Friday, January 05, 2007

Home again - but not for long

Glad to say she is home again - eventually! We thought it might have been last night, but (due to one or two "technical problems"), she was let out after lunch today.

Although the main purpose of going in was to have the two chemo drugs that are "dripped in", which they managed, there are problems with the Groshong (chestwall) line - as a result of which they have not been able to restart the 24/7 pumped chemo. To see what the problems are, they need to do a special sort of xray - and unfortunately they could not manage it while she was in hospital. The hospital have however just rung to say could she go to the xray dept on Monday at 10:30. So back we will go!

Still, it will be good to have a weekend at least without wires.

Praise the Lord for His goodness in allowing all this technical stuff - and for all the prayerful interest in this little family. Thank you!

Finally, some readers may find the following of interest, taken from John Piper's latest emailed sermon (see http://www.desiringgod.org/ - "Ask your Father in Heaven") ...

One Final Question
One final question: How shall we understand these six promises in verses 7 and 8: "Ask, and it will be given to you; seek, and you will find; knock, and it will be opened to you. For everyone who asks receives, and the one who seeks finds, and to the one who knocks it will be opened"?
Does this mean that everything a child of God asks for he gets?

I think the context here is sufficient to answer this question. No, we do not get everything we ask for - and we should not and we would not want to. The reason I say we should not is because we would in effect become God if God did everything we asked him to do. We should not be God. God should be God. And the reason I say that we would not want to get everything we asked is because we would then have to bear the burden of infinite wisdom which we do not have. We simply don’t know enough to infallibly decide how every decision will turn out and what the next events in our lives, let alone in history, should be.

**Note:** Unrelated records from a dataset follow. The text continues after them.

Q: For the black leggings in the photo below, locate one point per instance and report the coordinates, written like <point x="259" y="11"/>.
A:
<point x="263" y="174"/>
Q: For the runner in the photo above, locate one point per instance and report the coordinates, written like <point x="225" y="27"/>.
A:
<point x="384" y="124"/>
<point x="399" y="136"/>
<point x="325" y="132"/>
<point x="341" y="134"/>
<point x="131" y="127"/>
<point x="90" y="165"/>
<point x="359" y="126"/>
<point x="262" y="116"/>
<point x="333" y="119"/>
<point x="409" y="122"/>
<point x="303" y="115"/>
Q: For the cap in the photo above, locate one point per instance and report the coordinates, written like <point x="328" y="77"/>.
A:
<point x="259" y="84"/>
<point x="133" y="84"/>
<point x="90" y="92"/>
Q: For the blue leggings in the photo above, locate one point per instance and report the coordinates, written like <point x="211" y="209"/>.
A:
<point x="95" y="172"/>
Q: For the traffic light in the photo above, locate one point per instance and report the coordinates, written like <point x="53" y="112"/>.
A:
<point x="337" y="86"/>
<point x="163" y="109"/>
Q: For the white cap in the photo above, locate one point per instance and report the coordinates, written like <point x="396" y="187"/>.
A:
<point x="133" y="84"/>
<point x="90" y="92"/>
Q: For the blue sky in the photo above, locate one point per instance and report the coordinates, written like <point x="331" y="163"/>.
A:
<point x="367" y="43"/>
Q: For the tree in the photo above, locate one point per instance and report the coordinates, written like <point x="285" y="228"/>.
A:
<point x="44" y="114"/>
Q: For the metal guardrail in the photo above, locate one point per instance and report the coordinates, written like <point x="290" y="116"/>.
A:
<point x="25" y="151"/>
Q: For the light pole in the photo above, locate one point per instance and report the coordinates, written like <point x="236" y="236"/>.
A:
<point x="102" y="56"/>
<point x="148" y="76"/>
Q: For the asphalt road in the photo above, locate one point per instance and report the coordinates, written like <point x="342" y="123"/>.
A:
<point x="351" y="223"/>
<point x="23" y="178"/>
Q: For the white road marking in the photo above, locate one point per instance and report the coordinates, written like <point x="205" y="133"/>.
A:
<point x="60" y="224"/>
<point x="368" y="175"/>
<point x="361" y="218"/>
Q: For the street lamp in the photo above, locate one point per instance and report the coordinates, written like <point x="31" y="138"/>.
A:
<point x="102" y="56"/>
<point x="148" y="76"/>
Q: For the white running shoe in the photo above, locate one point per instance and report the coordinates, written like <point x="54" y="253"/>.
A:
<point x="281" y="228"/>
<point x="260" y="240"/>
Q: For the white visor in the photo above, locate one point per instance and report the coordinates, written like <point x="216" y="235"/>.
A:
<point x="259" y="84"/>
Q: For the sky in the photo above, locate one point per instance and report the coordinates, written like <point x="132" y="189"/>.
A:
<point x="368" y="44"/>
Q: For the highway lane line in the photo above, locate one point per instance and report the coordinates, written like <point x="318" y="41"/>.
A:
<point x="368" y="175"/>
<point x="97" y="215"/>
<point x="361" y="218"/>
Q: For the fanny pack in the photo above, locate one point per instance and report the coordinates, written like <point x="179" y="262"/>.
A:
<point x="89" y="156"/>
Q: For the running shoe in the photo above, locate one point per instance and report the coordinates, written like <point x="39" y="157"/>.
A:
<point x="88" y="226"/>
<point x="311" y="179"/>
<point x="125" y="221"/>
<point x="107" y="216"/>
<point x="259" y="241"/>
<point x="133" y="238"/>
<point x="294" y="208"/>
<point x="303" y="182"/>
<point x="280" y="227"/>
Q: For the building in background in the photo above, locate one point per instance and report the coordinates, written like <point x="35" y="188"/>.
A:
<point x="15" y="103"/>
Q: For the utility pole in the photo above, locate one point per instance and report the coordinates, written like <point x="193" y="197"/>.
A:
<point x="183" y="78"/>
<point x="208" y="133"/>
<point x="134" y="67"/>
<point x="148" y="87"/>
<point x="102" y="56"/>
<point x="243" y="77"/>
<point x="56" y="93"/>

But the reason I say that we do not get all we ask is because the text implies this. Jesus says in verses 9-10 that a good father will not give his child a stone if he asks for bread, and will not give him a serpent if he asks for a fish. This illustration prompts us to ask, "What if the child asks for a serpent?" Does the text answer whether the Father in heaven will give it? Yes, it does. In verse 11, Jesus draws out this truth from the illustrations: Therefore, how much more will your Father give good things to those who ask him.

He gives good things - only good things. He does not give serpents to children. Therefore, the text itself points away from the conclusion that "Ask and you will receive" means "Ask and you will receive the very thing you ask for when you ask for it in the way you ask for it". It doesn’t say that, and it doesn’t mean that.
If we take the passage as a whole, it says that when we ask and seek and knock — when we pray as needy children looking away from our own resources to our trustworthy heavenly Father — he will hear and he will give us good things. Sometimes just what we asked. Sometimes just when we ask it. Sometimes just the way we desire. And other times he gives us something better, or at a time he knows is better, or in a way he knows is better.

And of course, this tests our faith. Because if we thought that something different was better, we would have asked for it in the first place. But we are not God. We are not infinitely strong, or infinitely righteous, or infinitely good, or infinitely wise, or infinitely loving. And therefore, it is a great mercy to us and to the world that we do not get all we ask.